Given that hosts have prominent mechanisms for recognizing conserved patterns among microbes (see previous contribution from Marian Neutra), one might expect to find evidence of shared responses to pathogens and commensals. To obtain a genomic perspective on the question of whether hosts can distinguish pathogen from commensal, we and other groups have conducted a broad variety of experiments in which human cells are exposed to various kinds of microbial stimuli in vitro, and their RNA transcripts are then monitored with DNA microarrays.
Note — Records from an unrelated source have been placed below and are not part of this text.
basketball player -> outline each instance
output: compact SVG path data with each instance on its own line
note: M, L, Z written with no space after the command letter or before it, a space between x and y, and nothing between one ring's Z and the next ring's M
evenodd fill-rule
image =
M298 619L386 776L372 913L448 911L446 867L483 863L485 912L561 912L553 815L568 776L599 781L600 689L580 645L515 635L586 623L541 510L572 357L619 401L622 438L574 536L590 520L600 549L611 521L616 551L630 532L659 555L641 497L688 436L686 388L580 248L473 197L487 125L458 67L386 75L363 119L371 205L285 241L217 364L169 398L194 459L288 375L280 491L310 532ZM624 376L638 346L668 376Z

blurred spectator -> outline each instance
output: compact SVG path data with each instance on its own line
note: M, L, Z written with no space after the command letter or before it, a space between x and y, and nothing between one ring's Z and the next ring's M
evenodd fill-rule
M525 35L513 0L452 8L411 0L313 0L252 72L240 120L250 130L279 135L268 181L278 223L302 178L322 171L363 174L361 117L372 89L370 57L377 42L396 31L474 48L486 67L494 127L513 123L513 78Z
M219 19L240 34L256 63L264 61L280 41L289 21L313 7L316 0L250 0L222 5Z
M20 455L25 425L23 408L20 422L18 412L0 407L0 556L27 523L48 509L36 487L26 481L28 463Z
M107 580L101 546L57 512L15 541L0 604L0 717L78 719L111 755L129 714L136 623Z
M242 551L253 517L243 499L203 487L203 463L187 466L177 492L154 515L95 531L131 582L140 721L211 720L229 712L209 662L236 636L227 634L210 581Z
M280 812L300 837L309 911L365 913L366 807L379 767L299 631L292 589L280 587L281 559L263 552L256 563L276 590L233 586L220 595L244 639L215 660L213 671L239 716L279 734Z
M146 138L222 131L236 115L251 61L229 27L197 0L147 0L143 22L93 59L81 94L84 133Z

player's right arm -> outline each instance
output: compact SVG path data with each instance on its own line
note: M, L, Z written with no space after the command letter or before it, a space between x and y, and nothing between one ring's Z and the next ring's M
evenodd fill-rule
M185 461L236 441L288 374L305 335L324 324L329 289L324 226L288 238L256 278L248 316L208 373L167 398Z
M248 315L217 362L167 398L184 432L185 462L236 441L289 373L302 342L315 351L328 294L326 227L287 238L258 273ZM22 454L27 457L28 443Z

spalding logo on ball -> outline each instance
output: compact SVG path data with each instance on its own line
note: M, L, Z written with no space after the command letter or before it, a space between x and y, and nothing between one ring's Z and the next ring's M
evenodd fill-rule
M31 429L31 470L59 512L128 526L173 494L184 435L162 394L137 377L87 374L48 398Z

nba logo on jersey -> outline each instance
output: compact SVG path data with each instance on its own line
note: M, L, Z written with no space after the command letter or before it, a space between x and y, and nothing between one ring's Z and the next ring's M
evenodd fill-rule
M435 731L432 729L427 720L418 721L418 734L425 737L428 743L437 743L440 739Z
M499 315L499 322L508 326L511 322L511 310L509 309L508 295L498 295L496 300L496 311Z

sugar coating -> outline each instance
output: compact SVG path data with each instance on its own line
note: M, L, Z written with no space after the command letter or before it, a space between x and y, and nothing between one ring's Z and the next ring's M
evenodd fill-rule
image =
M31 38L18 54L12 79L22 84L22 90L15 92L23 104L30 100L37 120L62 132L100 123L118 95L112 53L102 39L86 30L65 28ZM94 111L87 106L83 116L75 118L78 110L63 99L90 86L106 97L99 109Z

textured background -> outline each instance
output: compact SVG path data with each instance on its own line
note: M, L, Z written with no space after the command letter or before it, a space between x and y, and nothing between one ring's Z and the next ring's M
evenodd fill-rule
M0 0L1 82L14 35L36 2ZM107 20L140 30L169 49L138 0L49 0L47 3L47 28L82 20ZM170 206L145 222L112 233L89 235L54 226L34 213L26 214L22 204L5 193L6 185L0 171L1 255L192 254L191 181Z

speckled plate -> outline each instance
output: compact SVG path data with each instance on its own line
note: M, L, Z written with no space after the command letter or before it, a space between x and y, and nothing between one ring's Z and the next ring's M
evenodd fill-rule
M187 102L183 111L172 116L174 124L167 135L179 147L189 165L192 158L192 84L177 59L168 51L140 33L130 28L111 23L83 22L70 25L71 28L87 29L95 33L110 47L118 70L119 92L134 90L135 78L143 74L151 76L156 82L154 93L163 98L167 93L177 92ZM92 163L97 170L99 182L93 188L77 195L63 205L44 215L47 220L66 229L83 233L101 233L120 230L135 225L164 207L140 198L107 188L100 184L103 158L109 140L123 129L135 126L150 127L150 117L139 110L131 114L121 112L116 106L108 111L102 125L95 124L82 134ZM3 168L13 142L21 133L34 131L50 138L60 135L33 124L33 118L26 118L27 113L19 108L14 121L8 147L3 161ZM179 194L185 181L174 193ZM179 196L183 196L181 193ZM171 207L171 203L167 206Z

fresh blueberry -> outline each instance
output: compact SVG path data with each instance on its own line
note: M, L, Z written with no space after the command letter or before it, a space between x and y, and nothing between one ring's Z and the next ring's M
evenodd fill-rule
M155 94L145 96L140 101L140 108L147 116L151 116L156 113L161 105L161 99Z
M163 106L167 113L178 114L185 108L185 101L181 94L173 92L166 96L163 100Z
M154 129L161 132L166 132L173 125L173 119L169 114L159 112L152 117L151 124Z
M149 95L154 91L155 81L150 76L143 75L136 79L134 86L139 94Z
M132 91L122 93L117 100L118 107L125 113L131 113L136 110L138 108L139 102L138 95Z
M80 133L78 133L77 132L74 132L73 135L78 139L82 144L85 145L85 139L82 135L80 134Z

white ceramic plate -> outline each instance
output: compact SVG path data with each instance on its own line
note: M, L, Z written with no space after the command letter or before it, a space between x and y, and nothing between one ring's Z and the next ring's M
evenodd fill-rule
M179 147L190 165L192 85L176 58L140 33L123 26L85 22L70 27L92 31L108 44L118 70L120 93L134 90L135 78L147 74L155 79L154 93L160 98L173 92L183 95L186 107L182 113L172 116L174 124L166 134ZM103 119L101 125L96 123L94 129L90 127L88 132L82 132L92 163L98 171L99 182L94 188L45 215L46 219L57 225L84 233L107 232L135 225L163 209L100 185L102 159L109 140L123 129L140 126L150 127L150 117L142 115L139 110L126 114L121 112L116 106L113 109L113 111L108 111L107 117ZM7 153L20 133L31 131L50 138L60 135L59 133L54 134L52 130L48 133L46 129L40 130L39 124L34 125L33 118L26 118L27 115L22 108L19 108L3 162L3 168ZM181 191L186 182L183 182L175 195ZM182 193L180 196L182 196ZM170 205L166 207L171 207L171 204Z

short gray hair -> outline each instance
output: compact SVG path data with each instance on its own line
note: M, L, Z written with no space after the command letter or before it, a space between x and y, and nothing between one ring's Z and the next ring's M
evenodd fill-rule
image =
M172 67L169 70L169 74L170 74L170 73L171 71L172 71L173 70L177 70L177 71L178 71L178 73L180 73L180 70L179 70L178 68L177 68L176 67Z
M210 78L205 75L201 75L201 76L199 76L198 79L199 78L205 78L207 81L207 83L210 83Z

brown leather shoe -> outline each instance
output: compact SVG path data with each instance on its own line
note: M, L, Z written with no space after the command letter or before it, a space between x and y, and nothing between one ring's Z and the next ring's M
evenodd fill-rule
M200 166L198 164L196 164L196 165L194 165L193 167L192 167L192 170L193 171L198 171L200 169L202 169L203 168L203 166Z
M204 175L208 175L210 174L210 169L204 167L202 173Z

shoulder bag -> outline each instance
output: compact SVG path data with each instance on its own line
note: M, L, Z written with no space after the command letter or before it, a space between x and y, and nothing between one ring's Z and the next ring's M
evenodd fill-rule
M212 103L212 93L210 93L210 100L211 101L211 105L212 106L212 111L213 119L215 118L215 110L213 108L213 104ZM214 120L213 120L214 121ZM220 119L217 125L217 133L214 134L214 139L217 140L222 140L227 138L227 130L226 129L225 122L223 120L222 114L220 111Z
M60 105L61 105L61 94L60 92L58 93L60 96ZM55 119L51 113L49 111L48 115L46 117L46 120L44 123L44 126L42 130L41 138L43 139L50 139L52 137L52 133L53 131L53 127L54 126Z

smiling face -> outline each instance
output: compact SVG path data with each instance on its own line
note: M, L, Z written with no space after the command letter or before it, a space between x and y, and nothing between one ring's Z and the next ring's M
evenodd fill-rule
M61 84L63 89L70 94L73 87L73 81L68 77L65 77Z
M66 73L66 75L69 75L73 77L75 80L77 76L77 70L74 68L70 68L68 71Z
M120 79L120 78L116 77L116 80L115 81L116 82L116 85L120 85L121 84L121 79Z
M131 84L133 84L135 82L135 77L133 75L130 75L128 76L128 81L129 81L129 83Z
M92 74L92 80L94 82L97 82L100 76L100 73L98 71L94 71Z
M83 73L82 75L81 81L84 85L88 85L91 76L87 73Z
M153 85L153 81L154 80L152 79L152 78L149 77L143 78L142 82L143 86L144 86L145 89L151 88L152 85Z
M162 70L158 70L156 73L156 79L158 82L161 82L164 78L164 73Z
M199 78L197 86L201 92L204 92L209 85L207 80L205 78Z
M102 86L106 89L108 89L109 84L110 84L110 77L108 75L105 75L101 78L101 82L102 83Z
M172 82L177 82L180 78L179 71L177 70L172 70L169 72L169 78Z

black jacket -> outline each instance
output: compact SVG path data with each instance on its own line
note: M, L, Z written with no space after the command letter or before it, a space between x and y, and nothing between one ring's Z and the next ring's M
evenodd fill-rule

Many of these experiments have employed human blood cells and subsets thereof, such as peripheral blood mononuclear cells (PBMCs). Although there have been many such studies with a variety of methodological and biological nuances, they seem to convey a common message: much of the response by human cells to microbial components, and to microorganisms themselves, is in fact shared. The most dominant responses are similar across time and fairly similar across different kinds of agents.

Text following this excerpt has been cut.